Aussitôt que Philippe eut senti l’ennui, le découragement lui vint, et le jeune homme se trouva si malheureux dans son isolement, qu’il ne voulut pas croire qu’Andrée, cette moitié de lui-même, pût être heureuse à Versailles, lorsque lui, moitié d’Andrée, souffrait si cruellement à Reims.
Il écrivit donc au baron la lettre que l’on connaît, et dans laquelle il lui annonçait son prochain retour. Cette lettre n’étonna personne et surtout pas le baron; ce qui l’étonnait, au contraire, c’était que Philippe eût eu cette patience d’attendre ainsi, lorsque lui était sur des charbons ardents et, depuis quinze jours, suppliait Richelieu, chaque fois qu’il le voyait, de brusquer l’aventure.
Philippe, n’ayant pas reçu le brevet dans le délai qu’il avait fixé lui-même, prit donc congé de ses officiers sans paraître remarquer leurs dédains et leurs sarcasmes, dédains et sarcasmes assez voilés d’ailleurs par la politesse, qui était encore une vertu française à cette époque, et par le respect naturel qu’inspire toujours un homme de cœur.
En conséquence, à l’heure où il était convenu avec lui-même qu’il partirait, heure jusqu’à laquelle il avait attendu son brevet avec plus de crainte que de désir de le voir arriver, il monta à cheval et reprit la route de Paris.
Les trois jours de voyage qu’il avait à faire lui parurent d’une longueur mortelle et, plus il approchait, plus le silence de son père à son égard, et surtout celui de sa sœur, qui avait tant promis de lui écrire au moins deux fois la semaine, prenaient des proportions effrayantes.
Philippe arrivait donc vers midi à Versailles, nous l’avons dit, comme M. de Richelieu en sortait.

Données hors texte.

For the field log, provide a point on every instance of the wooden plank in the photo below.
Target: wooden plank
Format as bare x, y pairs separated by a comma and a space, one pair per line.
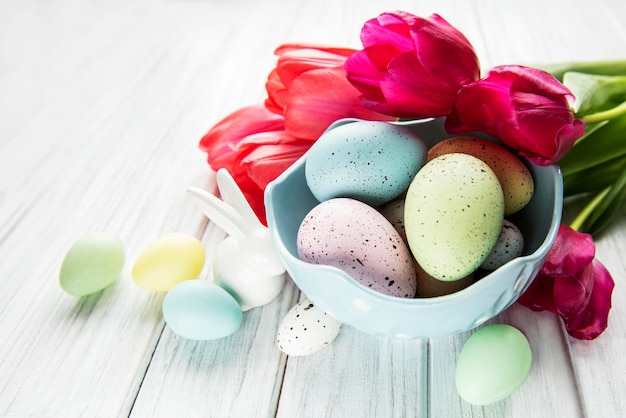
358, 375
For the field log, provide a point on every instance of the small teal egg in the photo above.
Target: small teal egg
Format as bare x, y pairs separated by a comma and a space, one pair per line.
201, 310
494, 362
91, 264
372, 162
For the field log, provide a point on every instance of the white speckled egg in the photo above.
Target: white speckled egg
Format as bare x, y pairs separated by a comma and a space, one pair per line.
369, 161
306, 329
516, 181
356, 238
453, 215
510, 245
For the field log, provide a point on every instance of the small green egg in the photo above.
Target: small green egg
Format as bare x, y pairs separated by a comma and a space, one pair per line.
494, 362
92, 263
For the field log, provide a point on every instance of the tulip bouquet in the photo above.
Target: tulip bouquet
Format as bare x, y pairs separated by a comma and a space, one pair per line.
413, 68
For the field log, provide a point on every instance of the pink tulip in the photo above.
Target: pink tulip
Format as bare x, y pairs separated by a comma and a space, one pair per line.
573, 285
526, 108
307, 91
411, 67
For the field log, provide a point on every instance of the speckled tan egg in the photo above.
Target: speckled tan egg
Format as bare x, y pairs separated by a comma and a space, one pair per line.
428, 286
356, 238
453, 214
516, 181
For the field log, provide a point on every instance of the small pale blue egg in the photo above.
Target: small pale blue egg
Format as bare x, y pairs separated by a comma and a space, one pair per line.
368, 161
201, 310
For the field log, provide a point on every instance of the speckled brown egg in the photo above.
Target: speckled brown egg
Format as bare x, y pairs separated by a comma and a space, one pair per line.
515, 179
510, 245
356, 238
453, 214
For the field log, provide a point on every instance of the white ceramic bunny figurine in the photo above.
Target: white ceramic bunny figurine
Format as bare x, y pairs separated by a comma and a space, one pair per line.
246, 264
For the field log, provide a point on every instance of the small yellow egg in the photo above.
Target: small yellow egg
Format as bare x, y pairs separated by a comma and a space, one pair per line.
167, 261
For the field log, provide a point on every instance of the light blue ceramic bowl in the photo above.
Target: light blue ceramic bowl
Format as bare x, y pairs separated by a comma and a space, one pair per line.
288, 200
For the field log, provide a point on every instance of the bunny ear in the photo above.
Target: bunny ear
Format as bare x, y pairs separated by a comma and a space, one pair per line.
225, 216
232, 194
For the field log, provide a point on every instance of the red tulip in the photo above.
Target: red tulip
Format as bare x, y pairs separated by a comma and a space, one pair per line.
411, 67
307, 91
526, 108
573, 285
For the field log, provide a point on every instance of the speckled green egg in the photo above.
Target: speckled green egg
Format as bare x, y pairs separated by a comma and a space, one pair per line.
453, 214
515, 179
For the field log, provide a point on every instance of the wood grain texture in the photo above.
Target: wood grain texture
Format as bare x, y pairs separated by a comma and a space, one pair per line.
101, 108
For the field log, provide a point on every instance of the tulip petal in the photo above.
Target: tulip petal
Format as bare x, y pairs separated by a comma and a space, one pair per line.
574, 285
320, 97
570, 253
220, 141
411, 67
528, 109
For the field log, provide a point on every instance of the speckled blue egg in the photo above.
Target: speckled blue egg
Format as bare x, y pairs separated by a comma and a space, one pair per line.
356, 238
201, 310
368, 161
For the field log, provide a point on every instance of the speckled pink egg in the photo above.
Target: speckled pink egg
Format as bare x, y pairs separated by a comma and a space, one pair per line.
356, 238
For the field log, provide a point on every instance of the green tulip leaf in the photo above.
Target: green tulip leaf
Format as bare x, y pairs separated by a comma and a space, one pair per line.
604, 144
594, 178
595, 93
604, 208
610, 67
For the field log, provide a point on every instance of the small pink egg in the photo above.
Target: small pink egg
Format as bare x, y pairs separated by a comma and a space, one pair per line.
357, 239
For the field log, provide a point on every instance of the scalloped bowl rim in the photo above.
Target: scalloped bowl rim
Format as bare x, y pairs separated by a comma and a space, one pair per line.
514, 267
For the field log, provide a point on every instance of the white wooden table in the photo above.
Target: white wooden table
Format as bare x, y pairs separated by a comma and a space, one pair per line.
102, 104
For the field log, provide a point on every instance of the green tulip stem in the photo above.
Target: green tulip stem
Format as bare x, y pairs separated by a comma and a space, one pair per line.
605, 115
588, 209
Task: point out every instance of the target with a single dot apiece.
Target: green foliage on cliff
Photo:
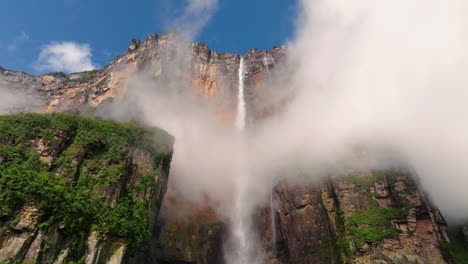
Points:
(92, 157)
(372, 225)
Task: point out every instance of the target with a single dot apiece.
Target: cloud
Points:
(18, 40)
(65, 57)
(196, 15)
(388, 74)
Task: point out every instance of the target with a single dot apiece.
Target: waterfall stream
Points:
(244, 245)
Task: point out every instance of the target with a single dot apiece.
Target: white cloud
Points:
(65, 57)
(196, 15)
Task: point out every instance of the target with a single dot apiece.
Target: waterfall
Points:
(243, 245)
(273, 220)
(241, 111)
(268, 60)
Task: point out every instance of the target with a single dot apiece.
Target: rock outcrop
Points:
(167, 60)
(367, 218)
(75, 189)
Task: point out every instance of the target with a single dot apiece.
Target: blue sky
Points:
(106, 26)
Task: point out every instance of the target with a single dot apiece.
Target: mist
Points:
(388, 77)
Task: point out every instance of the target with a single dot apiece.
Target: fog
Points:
(388, 77)
(391, 75)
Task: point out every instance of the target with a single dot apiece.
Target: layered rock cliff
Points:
(76, 189)
(369, 217)
(166, 60)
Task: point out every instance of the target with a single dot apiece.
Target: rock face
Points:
(368, 218)
(168, 61)
(75, 189)
(365, 218)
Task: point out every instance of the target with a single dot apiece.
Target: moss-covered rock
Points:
(64, 177)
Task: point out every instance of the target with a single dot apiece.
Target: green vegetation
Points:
(457, 249)
(372, 225)
(365, 182)
(68, 191)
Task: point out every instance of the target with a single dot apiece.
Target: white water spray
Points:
(268, 60)
(243, 244)
(241, 112)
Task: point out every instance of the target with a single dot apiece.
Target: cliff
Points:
(164, 59)
(76, 189)
(93, 182)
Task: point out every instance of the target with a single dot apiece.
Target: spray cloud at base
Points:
(386, 76)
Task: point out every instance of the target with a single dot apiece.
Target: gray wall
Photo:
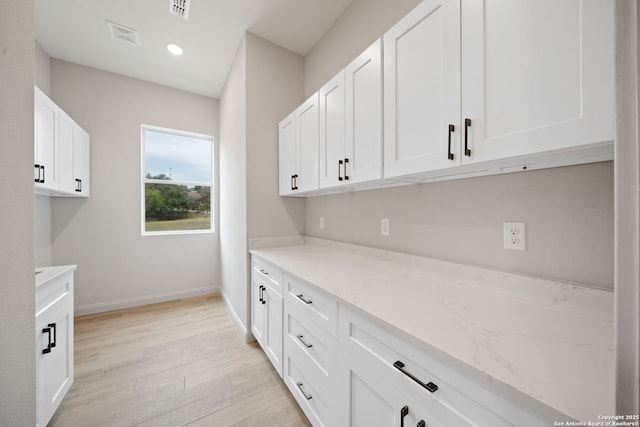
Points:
(118, 267)
(264, 84)
(568, 211)
(17, 290)
(627, 177)
(233, 191)
(274, 88)
(44, 256)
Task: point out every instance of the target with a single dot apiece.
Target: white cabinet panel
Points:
(536, 75)
(46, 142)
(62, 152)
(422, 90)
(298, 149)
(74, 157)
(308, 136)
(267, 311)
(54, 345)
(496, 86)
(332, 132)
(363, 85)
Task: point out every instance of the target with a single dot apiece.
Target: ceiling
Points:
(76, 31)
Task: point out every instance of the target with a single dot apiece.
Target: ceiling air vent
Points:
(123, 33)
(180, 8)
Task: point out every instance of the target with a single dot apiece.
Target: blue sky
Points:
(184, 158)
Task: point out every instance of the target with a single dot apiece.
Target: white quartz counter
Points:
(549, 340)
(45, 274)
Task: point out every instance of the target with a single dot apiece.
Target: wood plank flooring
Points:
(180, 363)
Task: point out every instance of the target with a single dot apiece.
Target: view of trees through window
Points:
(177, 181)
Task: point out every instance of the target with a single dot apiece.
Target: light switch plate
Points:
(515, 236)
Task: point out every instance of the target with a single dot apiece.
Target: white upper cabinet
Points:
(298, 149)
(363, 84)
(308, 136)
(62, 164)
(45, 142)
(474, 82)
(422, 90)
(536, 75)
(351, 122)
(332, 133)
(288, 153)
(73, 157)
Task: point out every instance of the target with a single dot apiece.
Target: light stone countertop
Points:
(45, 274)
(550, 340)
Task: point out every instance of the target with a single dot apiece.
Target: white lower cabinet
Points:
(310, 350)
(345, 369)
(54, 345)
(266, 310)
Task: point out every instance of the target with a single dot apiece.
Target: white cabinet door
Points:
(45, 142)
(332, 132)
(307, 120)
(363, 144)
(288, 154)
(81, 162)
(422, 90)
(73, 164)
(258, 310)
(266, 320)
(67, 153)
(54, 345)
(273, 331)
(536, 75)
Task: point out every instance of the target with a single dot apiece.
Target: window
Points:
(177, 176)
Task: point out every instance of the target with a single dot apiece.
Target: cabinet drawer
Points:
(456, 400)
(51, 292)
(312, 397)
(313, 303)
(309, 342)
(268, 272)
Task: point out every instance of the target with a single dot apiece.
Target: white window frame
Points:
(144, 180)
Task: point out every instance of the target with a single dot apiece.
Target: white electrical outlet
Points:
(384, 226)
(515, 236)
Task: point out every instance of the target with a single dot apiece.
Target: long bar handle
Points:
(429, 386)
(403, 413)
(450, 156)
(304, 393)
(303, 299)
(467, 125)
(301, 339)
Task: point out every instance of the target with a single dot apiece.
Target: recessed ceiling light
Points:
(174, 49)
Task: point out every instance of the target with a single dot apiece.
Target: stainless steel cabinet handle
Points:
(304, 393)
(301, 339)
(303, 299)
(467, 124)
(449, 153)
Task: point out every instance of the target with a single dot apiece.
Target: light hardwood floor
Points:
(180, 363)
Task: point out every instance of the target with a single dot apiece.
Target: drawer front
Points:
(311, 396)
(51, 292)
(456, 401)
(313, 304)
(268, 272)
(309, 342)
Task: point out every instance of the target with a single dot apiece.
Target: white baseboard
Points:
(82, 310)
(246, 334)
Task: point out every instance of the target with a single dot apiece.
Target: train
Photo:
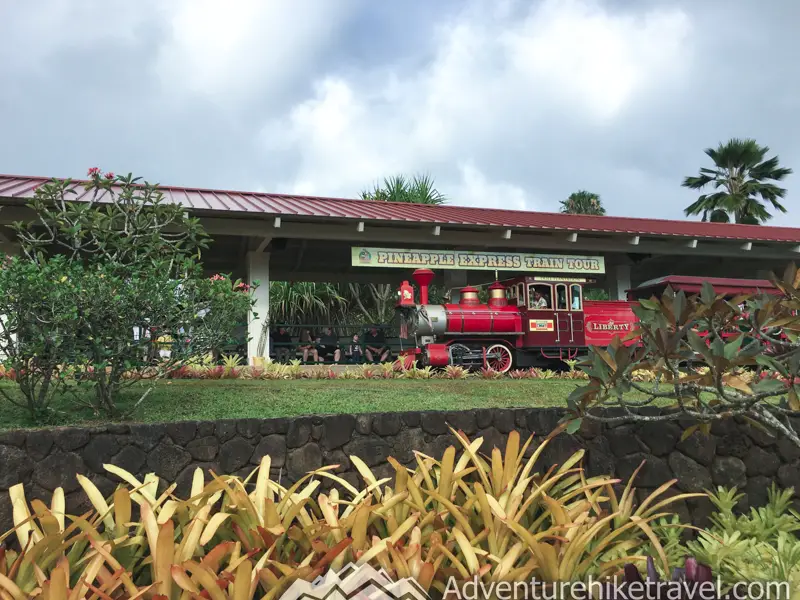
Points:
(529, 320)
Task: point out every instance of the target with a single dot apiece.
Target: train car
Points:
(528, 320)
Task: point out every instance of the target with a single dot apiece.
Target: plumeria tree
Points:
(712, 358)
(132, 267)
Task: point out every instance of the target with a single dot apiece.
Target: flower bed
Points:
(495, 516)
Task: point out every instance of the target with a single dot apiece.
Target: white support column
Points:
(454, 281)
(618, 281)
(8, 249)
(258, 270)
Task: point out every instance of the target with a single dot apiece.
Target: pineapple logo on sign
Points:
(356, 583)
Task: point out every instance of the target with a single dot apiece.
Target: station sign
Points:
(476, 260)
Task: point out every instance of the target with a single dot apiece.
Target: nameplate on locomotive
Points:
(540, 325)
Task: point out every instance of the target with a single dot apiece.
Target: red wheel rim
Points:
(502, 362)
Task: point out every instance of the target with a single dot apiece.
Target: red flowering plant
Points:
(140, 304)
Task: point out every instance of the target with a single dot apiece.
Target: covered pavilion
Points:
(259, 236)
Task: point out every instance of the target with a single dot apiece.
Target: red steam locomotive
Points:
(528, 320)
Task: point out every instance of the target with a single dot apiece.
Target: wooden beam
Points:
(263, 244)
(522, 241)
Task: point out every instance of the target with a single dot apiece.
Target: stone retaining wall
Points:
(735, 453)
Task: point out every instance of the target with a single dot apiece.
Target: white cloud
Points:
(231, 51)
(38, 31)
(496, 88)
(475, 190)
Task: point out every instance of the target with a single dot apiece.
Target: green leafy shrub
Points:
(103, 285)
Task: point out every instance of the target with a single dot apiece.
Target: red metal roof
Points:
(721, 285)
(231, 202)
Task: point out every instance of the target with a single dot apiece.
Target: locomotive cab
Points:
(551, 309)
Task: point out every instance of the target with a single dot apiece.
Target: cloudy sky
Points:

Philippe avait marché une partie de la nuit, n’ayant défini que quelques heures à Melun; il était si préoccupé, qu’il ne vit pas M. de Richelieu dans sa voiture et ne reconnut même pas sa livrée.
Il se dirigea tout droit vers la grille du parc où il avait fait ses adieux à Andrée, le jour de son départ, alors que la jeune fille, sans raison aucune de s’affliger, puisque la prospérité de la famille était au comble, sentait pourtant monter à son cerveau les prophétiques vapeurs d’une tristesse incompréhensible.
Aussi, ce jour-là, Philippe avait-il été frappé d’une crédulité superstitieuse aux douleurs d’Andrée; mais, peu à peu, l’esprit redevenu maître de lui-même avait secoué le joug et, par un étrange hasard, c’était lui, Philippe, qui, sans raison, après tout, revenait aux mêmes lieux en proie aux mêmes alarmes, et sans trouver, hélas! même dans sa pensée, de consolation probable à cette insurmontable tristesse qui semblait un pressentiment, n’ayant pas de cause.
Au moment où son cheval, lancé sur les cailloux de la contre-allée, faisait jaillir le bruit avec les étincelles, quelqu’un, attiré sans doute par ce bruit, sortit des haies taillées en charmilles.
C’était Gilbert tenant une serpe à la main.
Le jardinier reconnut son ancien maître.